Electrochemical Impedance Spectroscopy as a Tool to Investigate the Electrochemical Interface in Detection of Huanglongbing Bacterium Using a Magnetic Nanoparticle-Based Immunosensor

Abstract

Electrochemical Impedance Spectroscopy (EIS) is a non-destructive technique that is sensitive to the working interface, used to monitor changes on the electrode surfaces during each construction step of electrochemical biosensors. In this study, EIS was employed to analyze the changes at the electrode/solution interface during the development of an immunosensor for the diagnosis of Huanglongbing (HLB). HLB is a devastating citrus disease of worldwide importance, caused by the uncultured bacterium Candidatus Liberibacter asiaticus (CLas) and vectored by the psyllid Diaphorina citri.

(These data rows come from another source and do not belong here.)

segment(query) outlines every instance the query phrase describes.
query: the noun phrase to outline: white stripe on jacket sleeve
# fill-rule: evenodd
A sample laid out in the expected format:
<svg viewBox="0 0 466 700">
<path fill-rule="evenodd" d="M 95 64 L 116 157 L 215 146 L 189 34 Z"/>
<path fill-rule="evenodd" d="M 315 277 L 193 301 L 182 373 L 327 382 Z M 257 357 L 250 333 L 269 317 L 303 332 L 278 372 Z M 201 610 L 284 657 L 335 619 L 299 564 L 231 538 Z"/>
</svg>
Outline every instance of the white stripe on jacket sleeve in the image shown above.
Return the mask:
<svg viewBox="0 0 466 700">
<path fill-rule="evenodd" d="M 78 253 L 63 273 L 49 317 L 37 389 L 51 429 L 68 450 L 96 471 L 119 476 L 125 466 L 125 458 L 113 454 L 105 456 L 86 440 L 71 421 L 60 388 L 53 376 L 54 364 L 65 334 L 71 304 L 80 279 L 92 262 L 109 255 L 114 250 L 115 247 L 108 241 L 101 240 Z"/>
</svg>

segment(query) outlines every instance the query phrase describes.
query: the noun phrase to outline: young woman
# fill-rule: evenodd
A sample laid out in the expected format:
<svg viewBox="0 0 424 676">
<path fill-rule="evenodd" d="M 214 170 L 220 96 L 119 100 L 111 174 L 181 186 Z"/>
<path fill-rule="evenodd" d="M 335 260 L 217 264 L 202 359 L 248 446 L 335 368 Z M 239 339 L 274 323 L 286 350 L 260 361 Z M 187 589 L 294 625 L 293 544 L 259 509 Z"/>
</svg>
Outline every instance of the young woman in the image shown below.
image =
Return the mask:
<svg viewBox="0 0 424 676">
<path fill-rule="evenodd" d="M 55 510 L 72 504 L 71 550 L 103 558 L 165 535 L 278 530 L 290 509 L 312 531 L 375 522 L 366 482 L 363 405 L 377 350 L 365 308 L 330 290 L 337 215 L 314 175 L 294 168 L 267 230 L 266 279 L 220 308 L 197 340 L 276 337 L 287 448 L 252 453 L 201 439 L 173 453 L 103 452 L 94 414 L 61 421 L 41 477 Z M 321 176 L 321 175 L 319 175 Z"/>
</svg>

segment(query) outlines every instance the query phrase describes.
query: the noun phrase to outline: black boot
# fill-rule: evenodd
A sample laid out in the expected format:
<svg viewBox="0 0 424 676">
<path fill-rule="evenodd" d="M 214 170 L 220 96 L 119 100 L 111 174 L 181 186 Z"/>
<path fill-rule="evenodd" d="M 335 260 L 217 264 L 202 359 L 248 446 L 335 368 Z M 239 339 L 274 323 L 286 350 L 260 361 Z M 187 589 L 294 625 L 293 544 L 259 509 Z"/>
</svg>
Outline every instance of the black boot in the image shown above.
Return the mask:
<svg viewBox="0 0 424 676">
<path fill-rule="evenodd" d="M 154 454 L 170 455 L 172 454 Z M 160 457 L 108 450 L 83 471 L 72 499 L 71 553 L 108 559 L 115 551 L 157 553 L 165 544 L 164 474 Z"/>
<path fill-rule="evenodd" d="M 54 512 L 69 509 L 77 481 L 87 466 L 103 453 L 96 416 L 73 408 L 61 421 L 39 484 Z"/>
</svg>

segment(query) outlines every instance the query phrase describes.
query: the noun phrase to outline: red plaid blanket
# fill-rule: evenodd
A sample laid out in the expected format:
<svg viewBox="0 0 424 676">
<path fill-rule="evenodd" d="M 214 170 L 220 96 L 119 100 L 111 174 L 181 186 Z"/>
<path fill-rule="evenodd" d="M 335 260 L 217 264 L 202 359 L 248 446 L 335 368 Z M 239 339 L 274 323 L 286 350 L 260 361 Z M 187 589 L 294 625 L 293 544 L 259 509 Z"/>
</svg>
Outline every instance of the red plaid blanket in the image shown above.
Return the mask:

Management of HLB relies on recognition of symptomatic plants and the visual diagnosis of HLB in groves is performed by observing symptoms on the leaves. The gold standard diagnosis is the quantitative polymerase chain reaction (qPCR). However, there is a need for a test less dependent on laboratory equipment and suitable for tree-side development. This work developed an impedimetric immunosensor for the detection of CLas in citrus leaf samples. An antibody specific to CLas outer membrane protein was immobilized via Schiff base reaction on the surface of iron oxide magnetic nanoparticles (mNP) modified with the aminosilane (APTES). The resultant properties of nanoparticles surface analyzed with EIS in the behavior of the electrode/solution interface enabled the understanding of kinetic processes and mass transport in the system. This, in turn, allowed the adjustment of the equivalent electrical circuit (EECs) and the correlation of interfacial events with electrical components. The developed device successfully distinguished HLB-positive from negative samples, validated by qPCR.Comparison was made of the results obtained using the proposed methodology and the gold-standard qPCR technique, revealing excellent agreement that was statistically validated.